“If it were a spirit, that would be of little assistance,” she observed dryly.

Belach said nothing, but he looked and bolted the door behind Fidelma as she came into the room. He replaced the sword without comment as she went to the fire the warm herself after her exertion into the night.

Monchae was standing on the bottom step, her arms folded across her breast, moaning a little.

Fidelma went in search of the jug of corma and poured out some of the spirit. She swallowed some and then took a wooden cup to Monchae and told her to drink it.

“You heard it? You saw it?” the wife of the innkeeper wailed.

Fidelma nodded.

Belach bit his lip. “It is the ghost of Murgán. We are doomed.”

“Nonsense!” snapped Fidelma.

“Then explain that!” replied Belach, pointing to the table.

There was nothing on the table. It was then Fidelma realized what was missing. She had left the pipes on the table when she had returned to bed.
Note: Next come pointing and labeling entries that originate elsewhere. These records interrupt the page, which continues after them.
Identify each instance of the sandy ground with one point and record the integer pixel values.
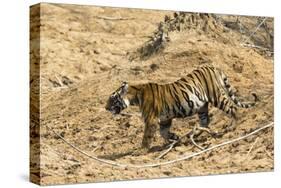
(84, 58)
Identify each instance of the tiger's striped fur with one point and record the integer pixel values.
(159, 104)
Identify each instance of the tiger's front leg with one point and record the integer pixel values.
(149, 132)
(165, 131)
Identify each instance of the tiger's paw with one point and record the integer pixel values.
(173, 137)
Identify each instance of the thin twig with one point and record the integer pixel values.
(113, 18)
(255, 46)
(166, 151)
(183, 157)
(251, 148)
(59, 81)
(269, 155)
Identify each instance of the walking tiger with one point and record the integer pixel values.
(191, 94)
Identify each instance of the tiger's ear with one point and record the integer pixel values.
(125, 87)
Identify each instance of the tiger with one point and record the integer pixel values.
(192, 94)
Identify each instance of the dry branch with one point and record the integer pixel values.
(183, 157)
(113, 18)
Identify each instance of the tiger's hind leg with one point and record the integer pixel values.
(165, 131)
(204, 119)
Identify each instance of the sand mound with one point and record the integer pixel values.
(84, 57)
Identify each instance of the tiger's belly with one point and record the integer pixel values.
(182, 110)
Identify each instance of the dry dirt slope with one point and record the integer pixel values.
(84, 57)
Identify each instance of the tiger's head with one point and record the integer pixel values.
(117, 101)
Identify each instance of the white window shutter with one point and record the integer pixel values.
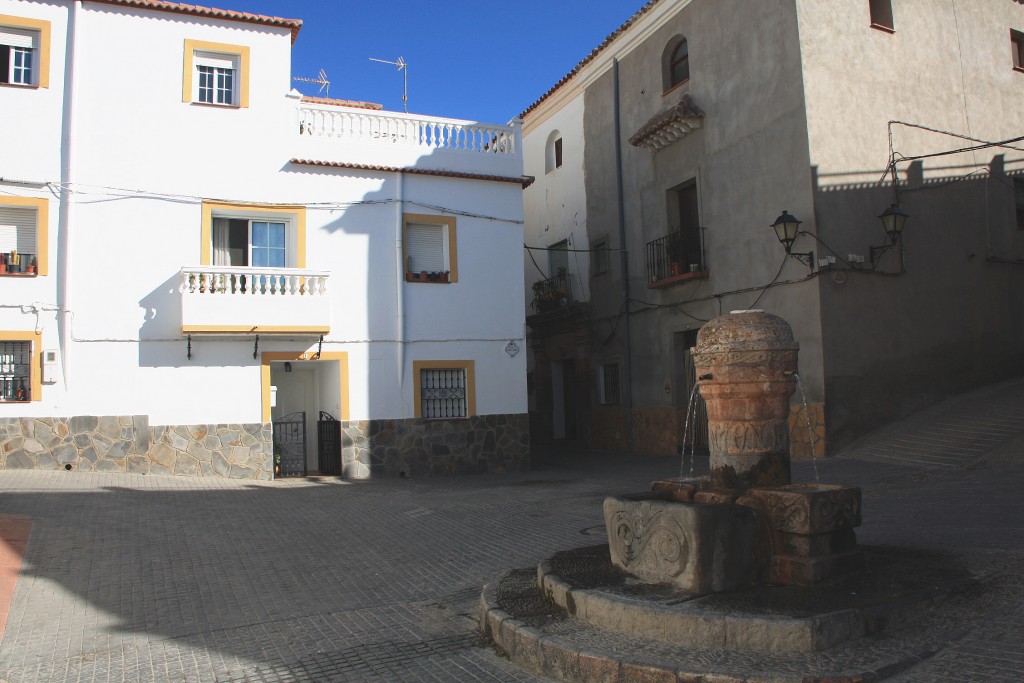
(16, 38)
(216, 60)
(17, 230)
(426, 247)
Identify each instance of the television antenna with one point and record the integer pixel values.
(403, 68)
(320, 80)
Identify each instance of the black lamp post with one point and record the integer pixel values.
(893, 219)
(786, 227)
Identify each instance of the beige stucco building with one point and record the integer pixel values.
(664, 158)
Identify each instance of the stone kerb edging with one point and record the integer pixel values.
(646, 619)
(561, 658)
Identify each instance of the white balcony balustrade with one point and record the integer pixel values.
(246, 300)
(391, 128)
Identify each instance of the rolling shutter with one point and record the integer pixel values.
(17, 230)
(16, 38)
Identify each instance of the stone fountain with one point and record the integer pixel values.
(739, 575)
(745, 522)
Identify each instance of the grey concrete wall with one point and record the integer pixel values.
(751, 160)
(955, 318)
(129, 444)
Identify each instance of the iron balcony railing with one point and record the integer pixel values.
(675, 254)
(552, 293)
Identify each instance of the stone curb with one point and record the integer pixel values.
(562, 658)
(647, 620)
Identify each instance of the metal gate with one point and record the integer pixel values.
(695, 440)
(290, 445)
(329, 444)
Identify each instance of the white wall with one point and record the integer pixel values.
(555, 205)
(144, 161)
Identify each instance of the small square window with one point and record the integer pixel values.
(882, 14)
(430, 248)
(1017, 45)
(215, 79)
(15, 371)
(444, 389)
(215, 74)
(23, 236)
(609, 384)
(19, 55)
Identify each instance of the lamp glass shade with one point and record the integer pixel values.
(786, 227)
(893, 220)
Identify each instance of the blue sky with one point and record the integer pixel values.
(467, 59)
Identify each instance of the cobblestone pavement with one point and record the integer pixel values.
(171, 579)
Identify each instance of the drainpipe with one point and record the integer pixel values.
(400, 290)
(65, 220)
(624, 259)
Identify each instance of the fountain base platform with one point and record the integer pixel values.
(578, 617)
(707, 541)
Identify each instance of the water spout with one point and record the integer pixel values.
(691, 403)
(810, 431)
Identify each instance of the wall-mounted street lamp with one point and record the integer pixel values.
(786, 227)
(893, 219)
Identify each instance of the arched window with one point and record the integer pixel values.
(553, 152)
(676, 62)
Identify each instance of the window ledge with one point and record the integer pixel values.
(216, 105)
(677, 86)
(681, 278)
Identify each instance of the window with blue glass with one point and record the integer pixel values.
(215, 75)
(251, 242)
(16, 51)
(268, 245)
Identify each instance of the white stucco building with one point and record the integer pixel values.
(214, 252)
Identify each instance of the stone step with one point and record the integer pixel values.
(561, 641)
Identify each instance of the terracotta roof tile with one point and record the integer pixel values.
(210, 12)
(593, 54)
(341, 102)
(669, 125)
(524, 180)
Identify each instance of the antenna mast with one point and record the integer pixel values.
(403, 68)
(320, 80)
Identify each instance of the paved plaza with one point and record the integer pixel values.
(172, 579)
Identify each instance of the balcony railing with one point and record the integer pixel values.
(231, 298)
(552, 293)
(675, 255)
(394, 128)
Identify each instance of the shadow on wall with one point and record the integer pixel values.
(892, 345)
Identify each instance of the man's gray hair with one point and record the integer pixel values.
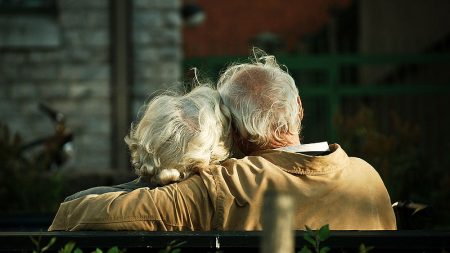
(262, 98)
(178, 135)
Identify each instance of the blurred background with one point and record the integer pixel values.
(373, 76)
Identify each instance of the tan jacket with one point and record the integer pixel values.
(344, 192)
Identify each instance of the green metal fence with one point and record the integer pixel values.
(337, 77)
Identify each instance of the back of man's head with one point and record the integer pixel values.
(263, 101)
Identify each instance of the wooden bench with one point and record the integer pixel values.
(340, 241)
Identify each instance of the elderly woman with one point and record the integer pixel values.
(176, 136)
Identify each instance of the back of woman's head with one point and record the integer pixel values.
(178, 135)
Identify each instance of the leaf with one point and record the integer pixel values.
(324, 233)
(324, 250)
(114, 249)
(178, 244)
(305, 250)
(364, 249)
(52, 241)
(67, 248)
(309, 239)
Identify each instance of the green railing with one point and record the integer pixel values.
(332, 87)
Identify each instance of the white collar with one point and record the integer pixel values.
(310, 147)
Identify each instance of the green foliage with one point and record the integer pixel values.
(314, 238)
(364, 249)
(37, 244)
(396, 149)
(69, 247)
(172, 247)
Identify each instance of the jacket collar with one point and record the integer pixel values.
(302, 164)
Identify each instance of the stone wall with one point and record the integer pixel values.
(157, 49)
(73, 75)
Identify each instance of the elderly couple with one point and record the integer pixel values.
(180, 149)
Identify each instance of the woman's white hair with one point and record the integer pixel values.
(262, 98)
(178, 135)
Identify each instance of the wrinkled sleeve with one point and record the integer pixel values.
(180, 206)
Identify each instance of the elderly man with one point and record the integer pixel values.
(328, 186)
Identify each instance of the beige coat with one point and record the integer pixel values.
(344, 192)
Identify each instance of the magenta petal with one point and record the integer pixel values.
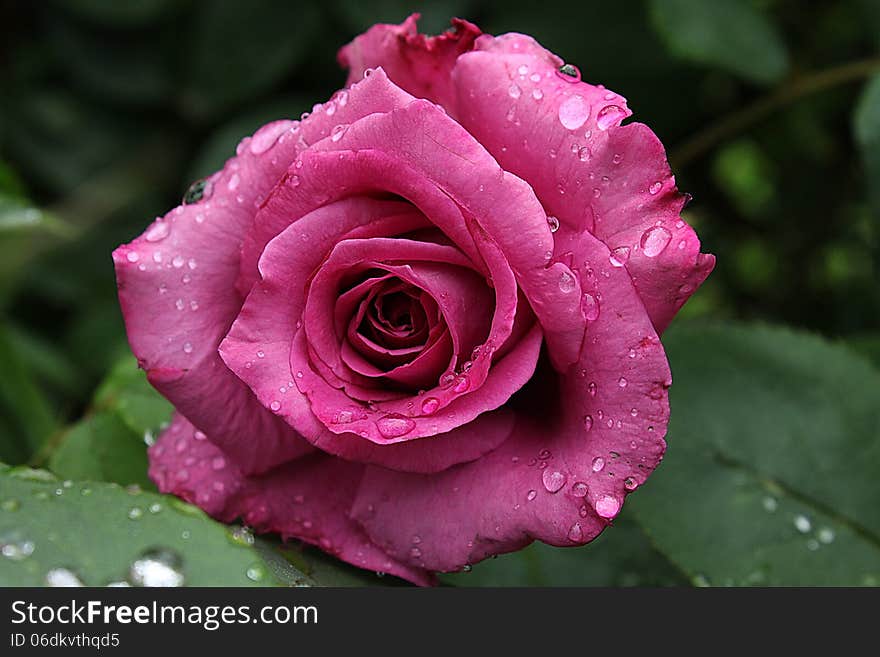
(552, 479)
(565, 138)
(177, 292)
(415, 62)
(309, 499)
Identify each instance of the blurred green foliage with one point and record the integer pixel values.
(770, 111)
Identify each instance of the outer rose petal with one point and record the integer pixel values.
(612, 180)
(177, 292)
(177, 283)
(418, 63)
(547, 481)
(507, 94)
(309, 498)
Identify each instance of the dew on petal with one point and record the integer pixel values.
(608, 116)
(654, 240)
(574, 112)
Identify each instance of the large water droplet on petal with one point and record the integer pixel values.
(569, 73)
(574, 112)
(394, 426)
(553, 480)
(608, 116)
(156, 232)
(654, 240)
(607, 506)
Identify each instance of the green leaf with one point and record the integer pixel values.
(99, 532)
(866, 126)
(127, 393)
(102, 447)
(240, 49)
(868, 345)
(291, 561)
(30, 418)
(110, 443)
(770, 477)
(620, 556)
(729, 34)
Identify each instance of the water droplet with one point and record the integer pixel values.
(574, 112)
(802, 524)
(157, 567)
(566, 282)
(62, 577)
(338, 132)
(607, 506)
(608, 116)
(156, 232)
(255, 572)
(569, 73)
(575, 533)
(199, 190)
(619, 256)
(590, 307)
(462, 383)
(553, 480)
(266, 137)
(394, 426)
(15, 547)
(654, 240)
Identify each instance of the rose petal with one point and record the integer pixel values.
(293, 500)
(589, 172)
(547, 481)
(418, 63)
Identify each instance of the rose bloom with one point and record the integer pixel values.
(419, 327)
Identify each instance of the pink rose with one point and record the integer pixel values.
(420, 326)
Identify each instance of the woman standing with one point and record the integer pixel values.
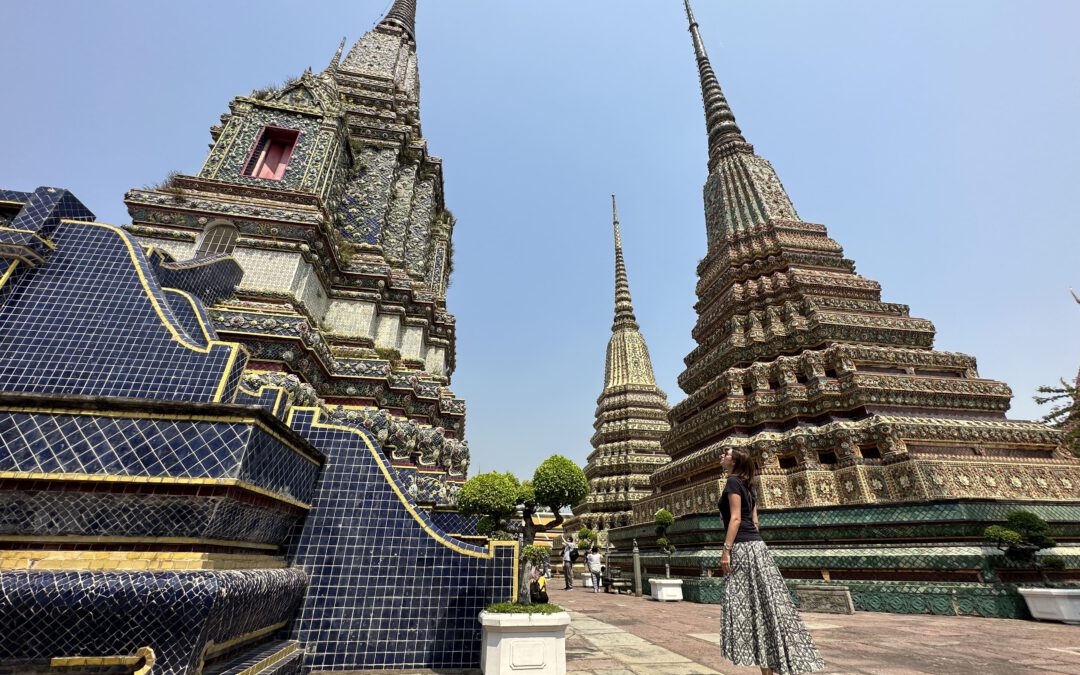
(759, 625)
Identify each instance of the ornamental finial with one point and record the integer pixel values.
(623, 308)
(403, 15)
(337, 57)
(719, 121)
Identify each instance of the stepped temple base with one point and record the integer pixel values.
(903, 558)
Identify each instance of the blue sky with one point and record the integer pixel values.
(935, 140)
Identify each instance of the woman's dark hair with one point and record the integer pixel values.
(744, 468)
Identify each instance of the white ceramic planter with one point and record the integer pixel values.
(1053, 604)
(665, 590)
(520, 643)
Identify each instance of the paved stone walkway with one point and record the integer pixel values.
(623, 635)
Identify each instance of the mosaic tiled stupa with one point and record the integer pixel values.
(883, 459)
(212, 457)
(631, 416)
(323, 190)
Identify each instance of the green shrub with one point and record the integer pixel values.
(558, 482)
(536, 555)
(514, 608)
(1021, 539)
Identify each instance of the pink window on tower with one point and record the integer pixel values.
(271, 154)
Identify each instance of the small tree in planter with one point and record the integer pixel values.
(1023, 536)
(665, 520)
(497, 497)
(494, 497)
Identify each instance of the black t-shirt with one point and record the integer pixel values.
(746, 529)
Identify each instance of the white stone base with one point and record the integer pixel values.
(666, 590)
(1053, 604)
(534, 644)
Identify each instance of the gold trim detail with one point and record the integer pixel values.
(213, 648)
(177, 335)
(393, 485)
(143, 653)
(41, 239)
(9, 272)
(184, 541)
(240, 419)
(94, 477)
(134, 561)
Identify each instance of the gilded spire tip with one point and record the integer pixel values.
(403, 15)
(623, 306)
(719, 120)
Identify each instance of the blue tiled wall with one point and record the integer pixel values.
(138, 446)
(49, 613)
(388, 588)
(93, 321)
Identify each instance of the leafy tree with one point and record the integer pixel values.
(1023, 536)
(494, 497)
(586, 538)
(1064, 414)
(556, 483)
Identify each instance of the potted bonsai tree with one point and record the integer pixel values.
(665, 589)
(1021, 539)
(524, 635)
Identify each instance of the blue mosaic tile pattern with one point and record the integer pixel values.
(191, 315)
(274, 658)
(14, 196)
(93, 321)
(210, 279)
(85, 444)
(456, 523)
(43, 211)
(389, 590)
(62, 613)
(224, 516)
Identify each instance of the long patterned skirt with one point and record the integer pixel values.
(760, 624)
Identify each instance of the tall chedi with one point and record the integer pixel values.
(325, 193)
(866, 433)
(631, 416)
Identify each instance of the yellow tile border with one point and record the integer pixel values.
(393, 485)
(143, 653)
(271, 660)
(41, 239)
(85, 539)
(103, 477)
(8, 272)
(194, 310)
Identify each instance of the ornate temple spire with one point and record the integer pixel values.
(337, 56)
(403, 15)
(623, 307)
(724, 133)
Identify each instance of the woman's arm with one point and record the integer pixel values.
(734, 503)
“It is two hours or so until sunrise,” Fidelma said slowly. “I want you two to return to bed. There is something here which I must deal with. Whatever occurs, I do not wish either of you to stir from your room unless I specifically call you.”

Belach stared at her with white, taut features.

“You mean that you will do battle with this evil force?”

Fidelma smiled thinly.

“That is what I mean,” she said emphatically.

Reluctantly, Belach helped Monchae back up the stairs, leaving Fidelma standing in the darkness. She stood still, thinking, for a while. She had an instinct that whatever was happening in this troubled isolated inn, it was building toward its climax. Perhaps that climax would come before sunrise. There was no logic to the idea but Fidelma had long come to the belief that one should not ignore one’s instincts.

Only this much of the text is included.